Embora seja descrito por alguns bancos como um "caso isolado", uma "fraude" que está longe de ser a regra no varejo, o episódio acendeu um sinal de alerta sobre empresas desse e de outros setores. Cresceu a percepção de risco sobre as finanças corporativas – e essa percepção é componente dos mais relevantes para determinar o custo do crédito e a decisão de conceder ou não um empréstimo.
Em 11 de janeiro, a Americanas informou ter detectado "inconsistências" contábeis de R$ 20 bilhões. A empresa, que pediu recuperação judicial oito dias depois, tem dívidas de quase R$ 48 bilhões, segundo os administradores judiciais.
“A crise na Americanas colocou mais gasolina no mercado de crédito e acentuou as incertezas”, diz o analista Fabiano Vaz, da Nord Research. "Está fazendo diminuir o crédito para as empresas. O risco para os bancos aumentou".

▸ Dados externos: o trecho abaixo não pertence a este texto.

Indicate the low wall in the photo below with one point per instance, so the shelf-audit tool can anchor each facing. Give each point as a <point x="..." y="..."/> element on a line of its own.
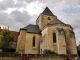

As empresas também vêm sentindo dificuldades na emissão de crédito privado, depois de um ano recorde para as emissões de renda fixa.
Antônio Sanches, da Rico Investimentos, vê o caso Americanas como isolado e avalia que não há problemas estruturais com as emissões de crédito privado. Mas diz que o episódio acabou contagiando o ambiente: “O impacto das Americanas não aconteceu só na empresa, criou um cenário de aversão ao risco”.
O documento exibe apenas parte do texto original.